Siegel has made a big deal about a coal plant in in rural Fayette County in his district– the Fayetteville Power Project– and how it must be shut down, but also how the plan must provide a just transition for the workers and include clean-up to remedy environmental injustice. He’s hoping the town hall he’s organizing for September will help catalyze that movement.
“We have strong environmental community in Austin,” Siegel explained. “And we have a progressive labor community that recently got the Texas AFL-CIO to pass a strong resolution in support of the environmental movement. This town hall will help unite these forces, and work towards answering the question: Why can’t Austin, and the 10th congressional district, create a national model project, to show what the Green New Deal looks like?”
It’s a wonder how he’s working to bring this about while campaigning for Congress and with– once again– no help from the DCCC, which has, in fact, been trying to recruit a more conservative candidate against him despite how Mike took McCaul’s advantage down from 19% to 4%.

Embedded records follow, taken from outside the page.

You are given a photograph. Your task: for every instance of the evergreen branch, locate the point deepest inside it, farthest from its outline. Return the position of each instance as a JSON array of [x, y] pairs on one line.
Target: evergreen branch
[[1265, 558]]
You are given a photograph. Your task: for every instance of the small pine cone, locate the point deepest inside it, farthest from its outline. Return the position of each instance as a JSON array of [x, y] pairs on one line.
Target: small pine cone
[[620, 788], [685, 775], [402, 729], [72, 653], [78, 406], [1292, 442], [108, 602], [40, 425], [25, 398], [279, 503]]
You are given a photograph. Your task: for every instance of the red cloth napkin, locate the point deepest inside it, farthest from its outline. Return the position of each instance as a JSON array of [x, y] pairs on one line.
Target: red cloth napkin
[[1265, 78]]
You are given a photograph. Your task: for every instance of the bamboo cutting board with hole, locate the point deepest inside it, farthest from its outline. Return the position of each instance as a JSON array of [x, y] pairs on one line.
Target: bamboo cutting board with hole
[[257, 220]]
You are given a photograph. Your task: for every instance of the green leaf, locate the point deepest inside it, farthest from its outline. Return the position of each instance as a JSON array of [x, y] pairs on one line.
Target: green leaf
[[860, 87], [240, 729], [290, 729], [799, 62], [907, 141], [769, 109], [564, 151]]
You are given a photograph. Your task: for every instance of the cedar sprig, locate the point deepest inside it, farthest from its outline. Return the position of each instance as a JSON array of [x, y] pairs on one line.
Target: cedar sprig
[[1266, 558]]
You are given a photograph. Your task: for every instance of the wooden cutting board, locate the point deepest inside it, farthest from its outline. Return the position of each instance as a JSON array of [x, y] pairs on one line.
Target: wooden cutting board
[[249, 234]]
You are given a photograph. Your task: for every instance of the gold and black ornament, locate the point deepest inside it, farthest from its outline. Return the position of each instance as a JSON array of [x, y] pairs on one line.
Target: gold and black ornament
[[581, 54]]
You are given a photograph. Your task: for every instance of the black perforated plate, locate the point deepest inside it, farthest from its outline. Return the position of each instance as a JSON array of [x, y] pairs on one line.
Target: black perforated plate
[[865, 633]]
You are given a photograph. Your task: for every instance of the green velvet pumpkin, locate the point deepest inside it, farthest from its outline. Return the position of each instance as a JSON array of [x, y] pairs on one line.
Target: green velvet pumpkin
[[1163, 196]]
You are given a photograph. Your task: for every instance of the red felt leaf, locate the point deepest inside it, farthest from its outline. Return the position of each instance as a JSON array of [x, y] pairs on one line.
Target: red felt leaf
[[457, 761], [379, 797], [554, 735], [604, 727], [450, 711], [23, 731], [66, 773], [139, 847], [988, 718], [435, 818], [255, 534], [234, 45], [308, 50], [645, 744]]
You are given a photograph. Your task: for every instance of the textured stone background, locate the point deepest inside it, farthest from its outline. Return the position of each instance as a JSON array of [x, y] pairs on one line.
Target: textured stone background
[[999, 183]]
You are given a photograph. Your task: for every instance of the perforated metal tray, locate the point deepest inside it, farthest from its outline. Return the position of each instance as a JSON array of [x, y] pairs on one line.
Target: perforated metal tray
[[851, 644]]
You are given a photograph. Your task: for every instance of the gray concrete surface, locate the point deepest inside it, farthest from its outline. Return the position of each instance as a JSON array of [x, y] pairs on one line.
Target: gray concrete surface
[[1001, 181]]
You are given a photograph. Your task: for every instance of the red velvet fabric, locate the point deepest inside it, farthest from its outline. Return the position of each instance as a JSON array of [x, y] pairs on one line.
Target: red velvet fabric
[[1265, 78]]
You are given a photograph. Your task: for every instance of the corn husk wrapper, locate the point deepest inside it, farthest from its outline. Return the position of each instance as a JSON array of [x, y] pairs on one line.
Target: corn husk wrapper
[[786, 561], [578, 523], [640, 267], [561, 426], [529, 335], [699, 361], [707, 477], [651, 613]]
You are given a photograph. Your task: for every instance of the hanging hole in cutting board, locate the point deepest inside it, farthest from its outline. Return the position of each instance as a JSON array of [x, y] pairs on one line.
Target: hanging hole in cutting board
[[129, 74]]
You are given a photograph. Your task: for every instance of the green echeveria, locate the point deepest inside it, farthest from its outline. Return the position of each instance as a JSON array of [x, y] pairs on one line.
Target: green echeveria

Blue America has been supporting him since the beginning, and we hope you will join us and give Mike a boost. We need his voice in Congress, fighting for a more progressive Texas.
So read his guest post and if you think you’d like to help him replace Michael McCaul in Congress, consider clicking on the Taking Back Texas thermometer on the right and contributing what you can to his campaign.
“As a progressive Democrat running for Congress in the Texas 10th,” Mike told us, I am making the closing the coal plant a major part of the campaign. To do that, we are organizing in multiple counties, pushing policy changes at the local government level, and developing a legislative record that will support a broad movement for plant closure.”
It may be baffling to you that Austin would be complicit in dirty energy. As a city, we own our own electric utility (Austin Energy), and have made substantial investments in renewable energy generation. The City Council recently approved a resolution in support of the Green New Deal, and last election cycle we replaced the last remaining Republican on the council dais. Austin is a city pushing the limits of progressive local governance: challenging anti-immigrant policies at the state level, pushing to reduce the incarceration of low-income and marginalized communities, protecting our local aquifers and promoting sustainable living. But at the same time, we have not yet done the work to undo a deep legacy of environmental destruction that started with the creation of the coal plant in the late 1970s.
Without direct political control or legal avenues for redress, our choices are basically: give up, or get in the streets. We are choosing the latter.
Next month, in concert with Austin environmental groups, Fayette landowners, and a coalition of concerned individuals, we will push the Austin City Council to fund a comprehensive study of the human and environmental impacts of the coal plant. Austin may not be able to unilaterally close the plant, but it can use its resources (and, in fact, the proceeds from this destructive facility) to create a political wedge in support of the movement.
And then, in September, my campaign has organized a town hall on the Green New Deal, featuring a panel of local and national experts to push this conversation further. We hope to engage hundreds of local residents in the work to close the coal plant and build the alternative.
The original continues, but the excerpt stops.